A recipe for high impact

Cokol, Murat; Rodriguez-Esteban, Raul; Rzhetsky, Andrey

doi:10.1186/gb-2007-8-5-406

Correspondence
Published: 10 May 2007

A recipe for high impact

Murat Cokol^1,2,
Raul Rodriguez-Esteban^2,3 &
Andrey Rzhetsky^1,2,4

Genome Biology volume 8, Article number: 406 (2007) Cite this article

Abstract

Our analysis highlights common statistical features of high-impact articles; we also show how information flows among various publication types.

Every research article has at least two important ingredients: it attacks a scientific problem (topic), and invents or recycles a study technique (method). Here we quantify the relative contribution of these two elements to an article's success by sifting through myriads of time-stamped scientific texts, accumulated over decades in the permafrost of reference databases [1].

We define and analyze here three attributes associated with each scientific article: 'topic', 'method' and 'impact'. Nearly every article referenced in the PubMed database has a list of keywords reflecting its content: chosen from more than 20,000 MeSH terms and more than 150,000 chemical names [2]. We use MeSH terms and chemical names as indicators of an article's topic and method, respectively. The 'impact factor' (IF) of the journal where the article was published is provided by the Thomson ISI database [3].

Ingredients of a scholarly study

For millions of articles published in 1,757 journals we compute two parameters (separately for topic and method concepts): 'temperature' and 'novelty', as introduced in our earlier work [4], using a reference corpus of publications pre-dating each article (see Additional data file 1). When all journal-specific articles are considered together, a high temperature of a journal indicates its tendency to publish popular (hot) concepts. The novelty parameter can change between 0 and 1, and, as the name implies, reflects the proportion of new (previously unpublished) concepts in a group of texts.

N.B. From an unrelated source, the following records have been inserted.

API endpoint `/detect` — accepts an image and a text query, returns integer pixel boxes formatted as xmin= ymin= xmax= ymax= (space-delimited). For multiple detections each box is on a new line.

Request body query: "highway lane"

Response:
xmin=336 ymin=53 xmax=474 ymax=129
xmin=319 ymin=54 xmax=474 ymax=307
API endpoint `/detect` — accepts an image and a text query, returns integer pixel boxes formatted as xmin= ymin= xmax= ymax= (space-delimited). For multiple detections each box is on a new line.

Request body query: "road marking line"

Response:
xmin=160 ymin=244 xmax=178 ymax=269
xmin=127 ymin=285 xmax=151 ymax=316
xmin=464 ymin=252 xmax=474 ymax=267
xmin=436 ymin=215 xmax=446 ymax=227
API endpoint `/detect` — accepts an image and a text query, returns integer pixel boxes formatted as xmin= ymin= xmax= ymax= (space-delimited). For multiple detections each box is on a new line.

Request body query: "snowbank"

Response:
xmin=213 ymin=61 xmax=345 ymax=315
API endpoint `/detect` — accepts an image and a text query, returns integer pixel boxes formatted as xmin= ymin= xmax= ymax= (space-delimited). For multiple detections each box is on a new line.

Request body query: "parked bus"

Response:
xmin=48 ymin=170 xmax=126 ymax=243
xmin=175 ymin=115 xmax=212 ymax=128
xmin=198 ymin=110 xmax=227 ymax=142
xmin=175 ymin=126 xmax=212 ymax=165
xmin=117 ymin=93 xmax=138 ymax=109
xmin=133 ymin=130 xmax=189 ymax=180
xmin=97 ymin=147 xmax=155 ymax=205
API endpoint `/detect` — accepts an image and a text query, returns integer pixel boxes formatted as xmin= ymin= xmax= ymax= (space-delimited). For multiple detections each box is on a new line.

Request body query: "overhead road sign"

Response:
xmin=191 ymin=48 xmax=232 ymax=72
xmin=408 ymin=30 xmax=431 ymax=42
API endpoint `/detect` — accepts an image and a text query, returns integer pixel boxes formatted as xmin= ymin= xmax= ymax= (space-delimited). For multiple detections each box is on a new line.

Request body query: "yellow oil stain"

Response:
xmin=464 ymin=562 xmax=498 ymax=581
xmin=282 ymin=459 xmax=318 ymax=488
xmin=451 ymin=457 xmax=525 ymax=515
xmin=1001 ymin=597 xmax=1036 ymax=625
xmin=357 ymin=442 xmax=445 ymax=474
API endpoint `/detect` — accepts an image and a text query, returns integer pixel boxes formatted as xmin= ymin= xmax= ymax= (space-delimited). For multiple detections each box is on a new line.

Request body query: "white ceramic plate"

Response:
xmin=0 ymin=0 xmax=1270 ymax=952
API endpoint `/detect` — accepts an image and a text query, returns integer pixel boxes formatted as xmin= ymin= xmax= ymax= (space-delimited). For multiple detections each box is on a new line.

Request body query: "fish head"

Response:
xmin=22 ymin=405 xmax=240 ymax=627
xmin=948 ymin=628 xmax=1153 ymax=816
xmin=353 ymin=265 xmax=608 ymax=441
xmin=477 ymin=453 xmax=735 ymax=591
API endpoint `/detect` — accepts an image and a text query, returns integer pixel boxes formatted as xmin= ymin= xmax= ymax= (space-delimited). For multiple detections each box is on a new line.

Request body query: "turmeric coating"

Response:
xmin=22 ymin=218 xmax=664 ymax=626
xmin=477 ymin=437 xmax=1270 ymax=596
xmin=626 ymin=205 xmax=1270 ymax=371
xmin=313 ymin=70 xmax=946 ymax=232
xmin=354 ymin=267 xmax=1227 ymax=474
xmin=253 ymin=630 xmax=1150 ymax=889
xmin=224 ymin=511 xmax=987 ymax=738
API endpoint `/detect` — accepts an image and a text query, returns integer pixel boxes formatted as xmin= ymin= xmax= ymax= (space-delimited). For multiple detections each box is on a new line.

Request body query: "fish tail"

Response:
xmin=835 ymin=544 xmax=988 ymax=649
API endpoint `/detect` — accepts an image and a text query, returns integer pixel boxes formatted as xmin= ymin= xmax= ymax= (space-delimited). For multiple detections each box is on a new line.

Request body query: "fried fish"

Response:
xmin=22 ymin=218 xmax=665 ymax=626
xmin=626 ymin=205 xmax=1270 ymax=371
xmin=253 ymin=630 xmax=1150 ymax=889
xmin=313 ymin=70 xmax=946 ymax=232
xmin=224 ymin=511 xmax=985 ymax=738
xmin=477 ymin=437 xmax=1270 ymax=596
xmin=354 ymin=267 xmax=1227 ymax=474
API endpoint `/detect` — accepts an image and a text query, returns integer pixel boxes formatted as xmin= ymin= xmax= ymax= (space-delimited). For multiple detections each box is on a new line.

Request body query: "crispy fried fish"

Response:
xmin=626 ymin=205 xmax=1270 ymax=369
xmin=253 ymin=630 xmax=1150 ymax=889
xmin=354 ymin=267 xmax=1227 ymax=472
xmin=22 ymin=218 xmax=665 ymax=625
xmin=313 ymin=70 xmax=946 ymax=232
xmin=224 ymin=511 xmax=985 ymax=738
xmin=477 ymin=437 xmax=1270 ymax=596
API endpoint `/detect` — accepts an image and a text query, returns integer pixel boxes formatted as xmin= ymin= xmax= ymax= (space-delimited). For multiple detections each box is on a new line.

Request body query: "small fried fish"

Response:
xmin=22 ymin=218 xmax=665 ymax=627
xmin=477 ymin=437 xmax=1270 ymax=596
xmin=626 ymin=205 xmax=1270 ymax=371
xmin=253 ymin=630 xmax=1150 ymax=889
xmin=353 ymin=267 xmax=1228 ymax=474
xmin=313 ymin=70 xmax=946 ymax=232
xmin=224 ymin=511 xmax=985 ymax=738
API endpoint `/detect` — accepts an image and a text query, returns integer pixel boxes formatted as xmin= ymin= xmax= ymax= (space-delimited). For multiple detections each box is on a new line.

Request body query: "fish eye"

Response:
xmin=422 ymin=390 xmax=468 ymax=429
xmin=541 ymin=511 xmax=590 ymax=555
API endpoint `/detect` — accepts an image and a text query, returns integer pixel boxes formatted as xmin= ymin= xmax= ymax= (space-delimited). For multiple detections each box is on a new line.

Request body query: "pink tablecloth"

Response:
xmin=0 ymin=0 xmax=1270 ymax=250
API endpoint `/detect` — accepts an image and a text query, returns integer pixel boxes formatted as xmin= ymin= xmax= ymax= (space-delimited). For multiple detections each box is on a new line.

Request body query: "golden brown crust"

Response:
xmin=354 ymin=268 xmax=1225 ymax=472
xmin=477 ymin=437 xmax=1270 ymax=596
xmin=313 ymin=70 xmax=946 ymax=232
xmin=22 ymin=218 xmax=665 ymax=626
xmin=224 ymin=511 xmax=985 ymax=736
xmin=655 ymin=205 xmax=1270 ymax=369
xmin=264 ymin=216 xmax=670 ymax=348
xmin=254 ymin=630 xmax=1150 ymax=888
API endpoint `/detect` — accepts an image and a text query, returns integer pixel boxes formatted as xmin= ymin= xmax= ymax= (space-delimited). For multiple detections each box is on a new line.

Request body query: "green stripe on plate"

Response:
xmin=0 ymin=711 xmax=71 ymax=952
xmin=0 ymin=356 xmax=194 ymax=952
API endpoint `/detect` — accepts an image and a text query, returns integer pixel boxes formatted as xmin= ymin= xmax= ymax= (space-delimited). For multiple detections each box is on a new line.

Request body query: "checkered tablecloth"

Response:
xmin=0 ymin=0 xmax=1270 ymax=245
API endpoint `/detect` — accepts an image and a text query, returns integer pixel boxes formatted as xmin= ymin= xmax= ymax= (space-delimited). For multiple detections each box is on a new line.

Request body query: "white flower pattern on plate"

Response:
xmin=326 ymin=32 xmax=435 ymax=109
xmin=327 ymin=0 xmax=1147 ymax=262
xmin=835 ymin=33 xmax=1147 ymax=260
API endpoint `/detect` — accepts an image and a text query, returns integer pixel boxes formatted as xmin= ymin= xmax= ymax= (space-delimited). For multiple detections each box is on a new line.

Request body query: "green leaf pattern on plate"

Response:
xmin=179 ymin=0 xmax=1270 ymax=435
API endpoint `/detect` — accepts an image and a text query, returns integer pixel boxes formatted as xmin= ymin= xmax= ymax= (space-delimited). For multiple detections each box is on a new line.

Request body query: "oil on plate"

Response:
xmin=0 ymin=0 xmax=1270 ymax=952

We used a five-parameter linear regression model to assess contributions of topic- and method-specific estimates of temperature and novelty to a journal's IF (see Additional data file 1). We observe that high IFs correlate strongly with hotter topics and colder methods (see Figure 1a,b). Disturbingly, both method and topic novelty are unimportant for predicting IF. Despite a strong positive correlation between the popularity of article's topic and method - contributed by the bulk of the moderately influential articles (see Figure 1b, inset) - the highest-impact scientific research emerges when very popular (important) topics are tackled with unpopular methods.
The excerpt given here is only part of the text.